Under ACA regulations, a non-ALE becomes an ALE when it is acquired by an ALE, including in the middle of the year. This holds true even if the non-ALE retains its own employer identification number. Therefore, on the date of the acquisition, the non-ALE becomes an ALE and is subject to ACA requirements for the rest of that year and thereafter.
Less clear, however, is what happens when a non-ALE acquires an ALE midyear. As noted by the ACA compliance company Accord, the IRS has yet to provide direct guidance on this type of midyear acquisition.
If you are a non-ALE acquiring an ALE, you could make either of the following assumptions:
- You become an ALE on the date of acquisition and follow ACA mandates every month for the rest of the year.
- You become an ALE on January 1 of the following year.
The argument in favor of the first assumption is that you should follow the same guidelines for a non-ALE being acquired by an ALE. This would ensure that you are in compliance with ACA mandates. The drawback is that if ACA compliance isn’t necessary until the following January, you would be taking on extra administrative work and associated costs earlier than needed.
The second assumption could help you avoid those costs midyear.

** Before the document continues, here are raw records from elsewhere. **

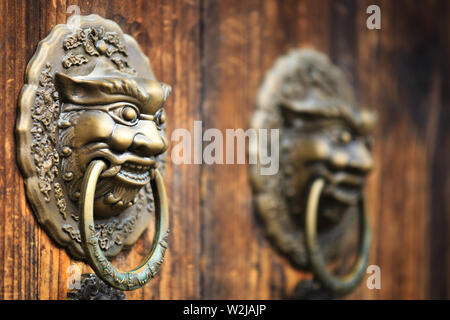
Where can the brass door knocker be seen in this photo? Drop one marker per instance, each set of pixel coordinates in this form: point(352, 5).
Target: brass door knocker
point(310, 207)
point(91, 146)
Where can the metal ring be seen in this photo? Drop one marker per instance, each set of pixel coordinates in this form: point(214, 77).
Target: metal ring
point(336, 284)
point(139, 276)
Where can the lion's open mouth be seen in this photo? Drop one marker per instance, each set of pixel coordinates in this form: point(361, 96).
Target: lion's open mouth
point(346, 192)
point(134, 173)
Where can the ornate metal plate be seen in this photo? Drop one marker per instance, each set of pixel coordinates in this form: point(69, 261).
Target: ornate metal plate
point(44, 132)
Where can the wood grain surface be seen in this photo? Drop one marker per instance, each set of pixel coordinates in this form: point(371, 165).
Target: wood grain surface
point(214, 54)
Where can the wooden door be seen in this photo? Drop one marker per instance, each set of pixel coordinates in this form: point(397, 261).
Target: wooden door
point(214, 54)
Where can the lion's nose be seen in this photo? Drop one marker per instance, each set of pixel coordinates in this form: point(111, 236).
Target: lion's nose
point(146, 147)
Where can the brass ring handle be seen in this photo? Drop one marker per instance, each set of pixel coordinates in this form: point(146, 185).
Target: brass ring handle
point(336, 284)
point(139, 276)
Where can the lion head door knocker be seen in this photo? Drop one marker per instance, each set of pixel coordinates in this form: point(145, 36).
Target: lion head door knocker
point(91, 143)
point(310, 206)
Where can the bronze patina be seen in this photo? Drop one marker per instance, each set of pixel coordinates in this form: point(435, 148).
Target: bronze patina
point(310, 205)
point(91, 143)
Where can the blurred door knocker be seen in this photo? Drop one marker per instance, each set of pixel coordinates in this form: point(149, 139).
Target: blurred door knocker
point(310, 207)
point(91, 143)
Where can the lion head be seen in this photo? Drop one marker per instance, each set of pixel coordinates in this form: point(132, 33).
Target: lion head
point(115, 117)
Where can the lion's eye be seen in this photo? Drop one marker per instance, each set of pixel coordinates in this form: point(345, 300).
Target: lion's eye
point(126, 114)
point(345, 136)
point(129, 114)
point(160, 117)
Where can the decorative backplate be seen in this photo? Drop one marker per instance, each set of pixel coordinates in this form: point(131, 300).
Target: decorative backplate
point(79, 103)
point(322, 134)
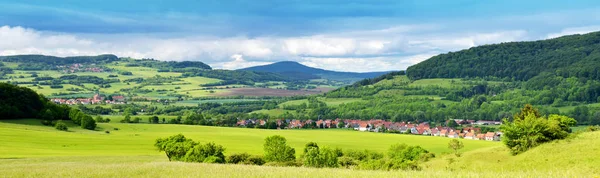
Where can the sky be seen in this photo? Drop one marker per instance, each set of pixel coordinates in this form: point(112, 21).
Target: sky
point(351, 35)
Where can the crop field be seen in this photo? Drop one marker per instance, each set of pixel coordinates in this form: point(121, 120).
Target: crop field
point(129, 152)
point(21, 139)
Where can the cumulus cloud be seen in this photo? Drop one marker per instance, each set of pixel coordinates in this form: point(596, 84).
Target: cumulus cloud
point(239, 63)
point(387, 49)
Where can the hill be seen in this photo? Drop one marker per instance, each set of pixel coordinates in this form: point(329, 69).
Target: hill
point(296, 70)
point(568, 56)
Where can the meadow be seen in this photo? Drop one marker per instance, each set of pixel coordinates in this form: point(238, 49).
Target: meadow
point(30, 150)
point(22, 139)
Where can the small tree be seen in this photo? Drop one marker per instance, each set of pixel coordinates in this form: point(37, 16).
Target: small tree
point(60, 125)
point(276, 150)
point(99, 119)
point(175, 147)
point(528, 129)
point(88, 123)
point(455, 145)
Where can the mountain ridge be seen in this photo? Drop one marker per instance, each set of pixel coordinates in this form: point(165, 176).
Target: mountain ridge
point(295, 69)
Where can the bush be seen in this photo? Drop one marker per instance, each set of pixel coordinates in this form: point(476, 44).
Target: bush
point(213, 159)
point(88, 123)
point(283, 164)
point(254, 160)
point(276, 150)
point(60, 125)
point(347, 162)
point(237, 158)
point(528, 129)
point(210, 152)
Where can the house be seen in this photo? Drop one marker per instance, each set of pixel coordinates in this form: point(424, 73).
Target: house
point(480, 137)
point(453, 134)
point(470, 136)
point(443, 133)
point(435, 132)
point(118, 98)
point(490, 136)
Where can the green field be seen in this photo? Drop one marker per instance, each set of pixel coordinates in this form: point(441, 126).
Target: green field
point(137, 139)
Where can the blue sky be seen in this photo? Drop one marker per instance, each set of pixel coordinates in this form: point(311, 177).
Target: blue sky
point(364, 35)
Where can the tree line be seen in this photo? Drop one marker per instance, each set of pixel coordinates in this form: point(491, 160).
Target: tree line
point(278, 153)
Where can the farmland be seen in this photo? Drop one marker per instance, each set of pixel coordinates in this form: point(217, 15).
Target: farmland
point(137, 139)
point(129, 152)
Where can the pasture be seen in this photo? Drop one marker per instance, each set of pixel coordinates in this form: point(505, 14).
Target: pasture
point(30, 150)
point(22, 138)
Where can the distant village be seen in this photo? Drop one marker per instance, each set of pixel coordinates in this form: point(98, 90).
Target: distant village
point(96, 99)
point(470, 133)
point(80, 68)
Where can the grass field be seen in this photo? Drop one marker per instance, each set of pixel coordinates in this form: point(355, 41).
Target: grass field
point(137, 139)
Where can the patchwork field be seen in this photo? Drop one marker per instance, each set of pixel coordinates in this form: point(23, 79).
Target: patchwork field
point(128, 152)
point(22, 139)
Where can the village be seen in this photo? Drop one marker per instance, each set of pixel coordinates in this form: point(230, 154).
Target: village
point(470, 132)
point(96, 99)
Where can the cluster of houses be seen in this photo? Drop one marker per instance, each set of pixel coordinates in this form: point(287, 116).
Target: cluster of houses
point(80, 68)
point(96, 99)
point(471, 133)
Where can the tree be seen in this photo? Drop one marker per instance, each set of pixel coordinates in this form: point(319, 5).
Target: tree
point(276, 150)
point(451, 123)
point(207, 153)
point(60, 125)
point(99, 119)
point(126, 119)
point(154, 119)
point(528, 130)
point(455, 145)
point(175, 147)
point(88, 123)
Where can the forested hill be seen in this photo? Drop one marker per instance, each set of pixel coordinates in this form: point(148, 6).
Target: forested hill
point(568, 56)
point(296, 70)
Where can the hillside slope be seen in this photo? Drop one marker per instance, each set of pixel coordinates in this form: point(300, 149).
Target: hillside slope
point(299, 71)
point(574, 55)
point(576, 156)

As noted by Accord, it is reasonable to believe that you would become an ALE on January 1 following the acquisition because ALE determinations are based on the previous year, when your company was not an ALE and had not yet acquired an ALE.

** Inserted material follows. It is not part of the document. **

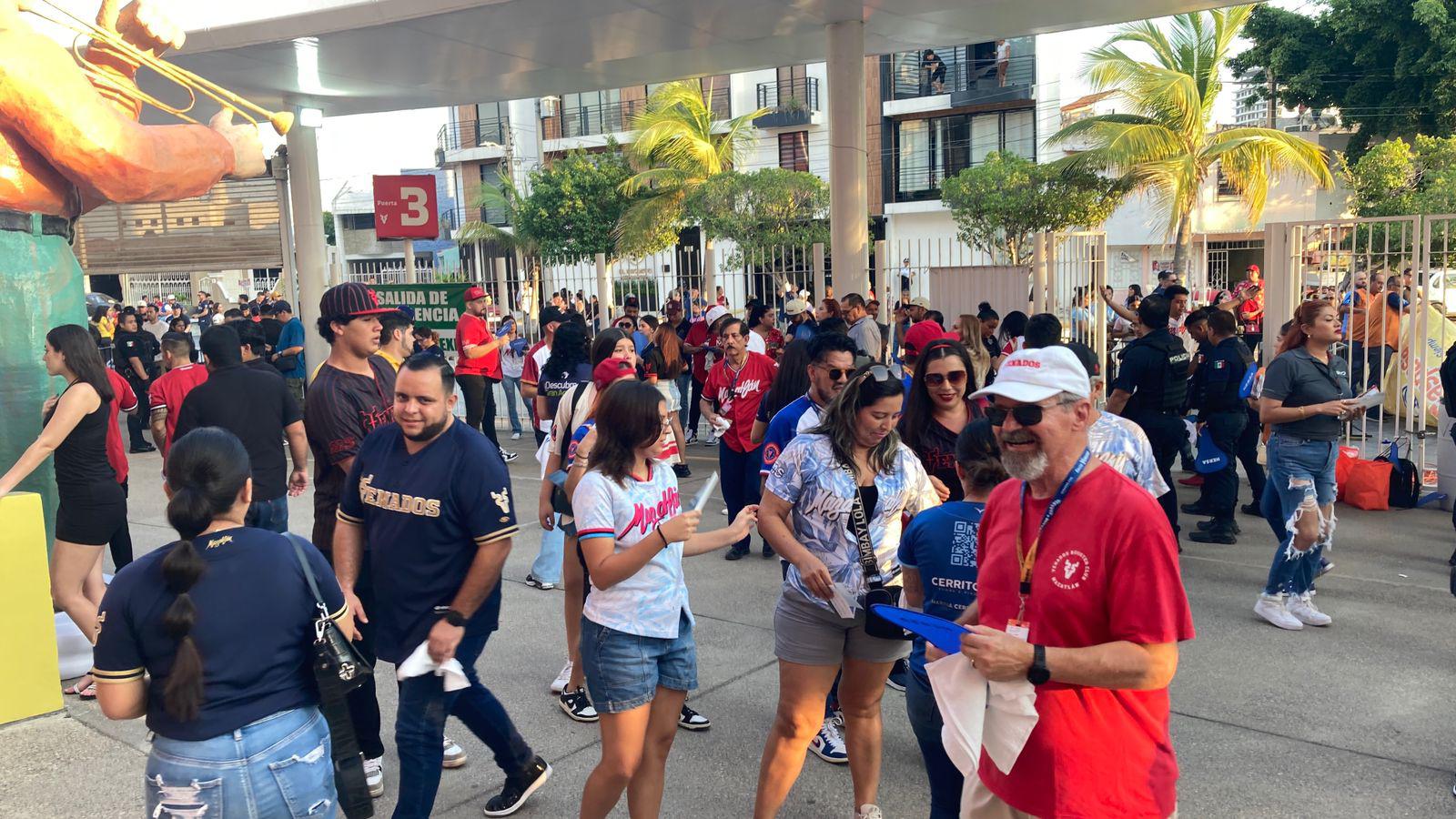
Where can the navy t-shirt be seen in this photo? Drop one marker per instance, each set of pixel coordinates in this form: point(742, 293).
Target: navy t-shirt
point(424, 518)
point(941, 545)
point(254, 629)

If you made new hires midyear and surpassed the average 50-employee threshold, you would not be considered an ALE until January 1 (when the ACA requires you to look back at this year). It is reasonable to believe that the IRS would view an acquisition in the same manner as new hires.
Work with your advisors
More than a decade since its inception, the ACA continues to raise compliance issues. Because questions remain about midyear acquisitions, it is imperative to document your reasoning to demonstrate a reasonable, good faith effort to comply with the ACA.
As always, seek counsel on ACA compliance. In this case, you should include your legal team before and during the acquisition process. They can work with you and the IRS to ensure proper adherence and avoid potential penalties.
If you have any other ACA questions or concerns, you should also talk with your insurance broker or benefits advisor. They can help you stay up to date on the latest rulings and guidance.